2000s Archive

Raising the Steaks

Originally Published December 2007
You have probably heard all the stories about the lush life that results in tender, buttery-rich Kobe beef. Just be glad you haven't seen it.

I first tasted Kobe beef at the Kobe club, a sleek midtown Manhattan temple to the legendary steak. Overhead, 2,000 samurai swords hung, business ends downward, from the ceiling, while black-clad staff almost seemed to float through the darkness like shadows. Just after Jude Law and Michael Caine sat down a couple of tables over, a waiter materialized to my left and, with a flourish, presented me with a sizzling ten-ounce rib eye. There was a tiny paper Japanese flag jutting from a toothpick that had been jabbed into the $175 entrée.

I put a morsel in my mouth, and my surroundings became unimportant. A thin, salty sear on the outside crackled and then released a warm gush of what seemed like beefy, buttery pudding, as rich as foie gras. With that one bite, I understood why Kobe has become the signature dish of the decade, with sales tripling during the past five years, not only at urban trendsetters but also at virtually every self-respecting steak house in the country and even at ambitious mid-range grills, where Kobe burgers are the new luncheon item du jour.

As the meat melted in my mouth, I marveled. The night before, I’d grilled a grass-finished skirt steak. How could two cuts of beef be so utterly different, the one pale pink and requiring neither knife nor teeth, the other—from an animal that had spent its life grazing on pasture as a cow is supposed to do—tangy, chewy, and bloody?

Like many people, I am familiar with Kobe lore: These supremely pampered bovines pass their days in almost Zen-like bliss, getting regular massages and subsisting on all the grain they can eat, washed down with cold Kirin beer. “Imagine a life completely free of stress, with as much tender-loving-care you could ever want” is how the website of an American importer of Kobe beef puts it. “Sound too good to be true?”

That was an interesting question, and I wondered why I’d never thought to ask it myself. Why the massages? Why the beer? Was this science or mystical malarkey?

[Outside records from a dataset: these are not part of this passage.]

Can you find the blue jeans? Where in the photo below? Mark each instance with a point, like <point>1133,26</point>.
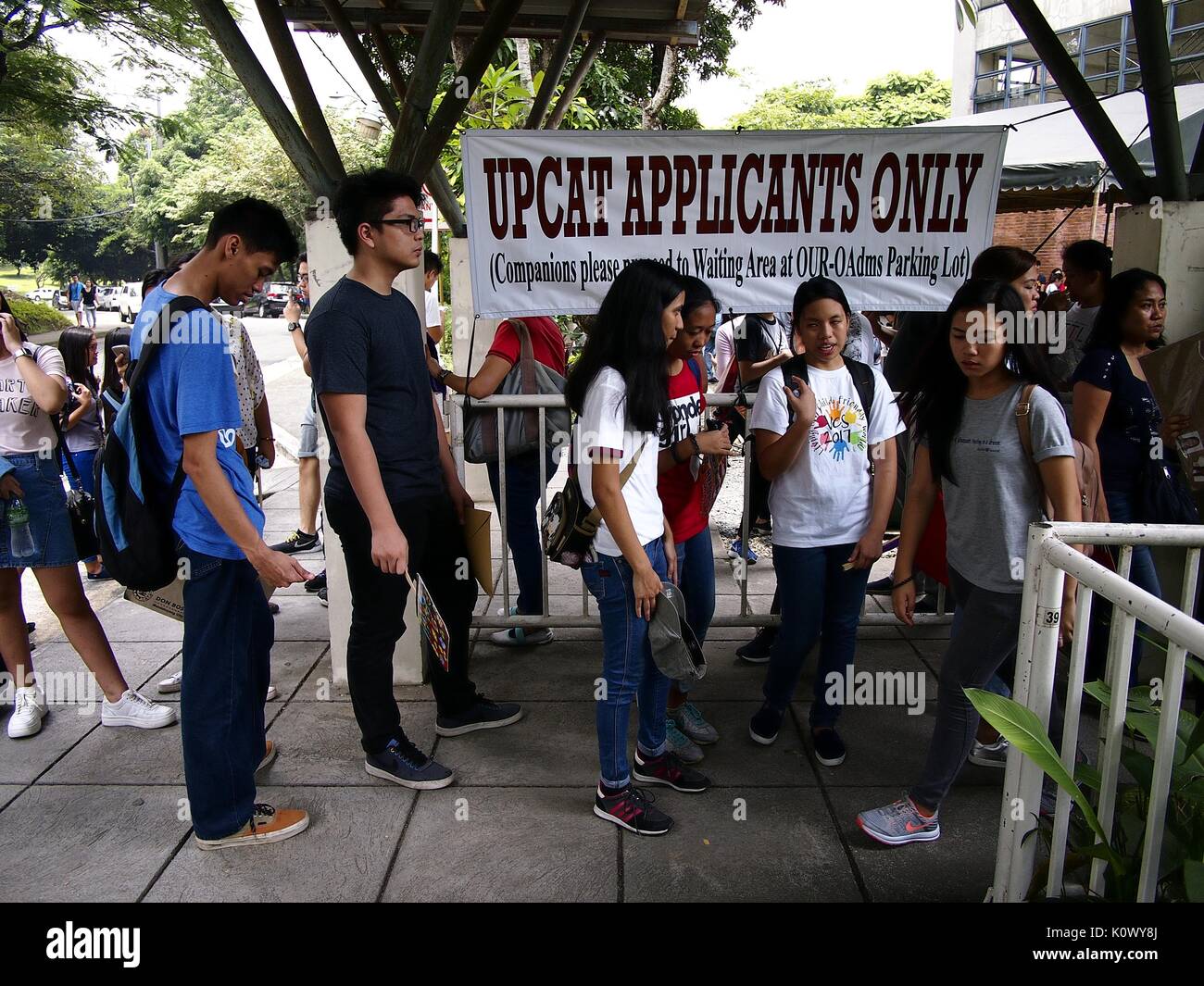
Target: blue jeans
<point>522,523</point>
<point>627,665</point>
<point>696,580</point>
<point>228,644</point>
<point>820,601</point>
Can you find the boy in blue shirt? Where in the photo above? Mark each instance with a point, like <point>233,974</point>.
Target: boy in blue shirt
<point>193,406</point>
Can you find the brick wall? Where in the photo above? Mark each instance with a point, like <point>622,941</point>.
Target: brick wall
<point>1027,229</point>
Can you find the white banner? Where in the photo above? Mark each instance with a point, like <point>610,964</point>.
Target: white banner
<point>895,216</point>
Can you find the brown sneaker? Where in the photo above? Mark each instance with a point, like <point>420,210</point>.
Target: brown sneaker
<point>266,825</point>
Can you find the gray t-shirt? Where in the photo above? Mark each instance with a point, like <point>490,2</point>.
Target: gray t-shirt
<point>998,493</point>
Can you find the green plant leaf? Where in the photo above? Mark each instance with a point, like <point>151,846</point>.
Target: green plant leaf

Getting to see Kobe beef on the hoof is anything but easy. Raymond Blanc, co-owner of the Michelin two-star Le Manoir aux Quat’ Saisons, outside Oxford, England, is one of the few Western chefs to have visited a Japanese Kobe farm. Blanc’s knowledge of meat production has its roots back in the 1950s, in rural Besançon, France. “I have a deep understanding of country life and of feeding livestock,” he said, pausing to sample a dish brought into his office by a sous-chef and issue orders for corrections. “On our farms, you have the kitchen on one side, and you just open the door and there’s the stable.”

While touring Japan in 1993, Blanc visited several major cities. As soon as he arrived in Kobe, he asked to see a beef farm. His request brought a surprisingly cool response from his hitherto accommodating Japanese hosts. “Yes, yes, yes,” they said, but it never happened. So Blanc organized his own trip to the countryside—and was shocked by what he saw.

“The animals were kept in some kind of crate, so there could be very little movement. They were very dirty from their own manure—and I know a dirty cow from a clean cow. It was disgusting, such a contradiction from what I’d read.”

Blanc’s observations were confirmed for me by knowledgeable experts. David Blackmore, an Australian cattle rancher who has visited Japanese farms and agricultural centers a dozen times over the four decades he’s been in the business, raises an internationally renowned herd of 2,000 full-blood Wagyu (pronounced “wah-gyu” or “way-gyu”) cattle north of Melbourne. Wagyu, he explained, is the breed from which Kobe meat comes, but the meat can only properly be called Kobe if it comes from a pure strain of Wagyu raised in the Hyogo prefecture, which includes the city of Kobe.

Traditional Japanese producers, Blackmore said, raise their 1,600-pound cattle in highly confined areas. “From the time they are a week old until they are three and a half years old, these steers are commonly kept in a lean-to behind someone’s house,” said Blackmore, “where they get bored and go off their feed. Their gut stops working. The best way to start their gut working again is to give them a bottle of beer.

“The steers have been lying in their own manure,” he continued. “The farmers are proud of their cattle, and the first thing they do is grab a bit of straw and rub the manure off. That could be seen as be-ing massaged. Wagyu can also get a lot of joint swelling. I can imagine that the farmers would be massaging joints so they could get the animals off to market.”

Charles Gaskins, a professor of animal science and a Wagyu expert at Washington State University—he’s also one of the directors of the American Wagyu Association—puts it somewhat less diplomatically. “The steers grow so big and heavy, they get arthritic,” he said. “It’s a matter of keeping the animals going until they are ready to be harvested.”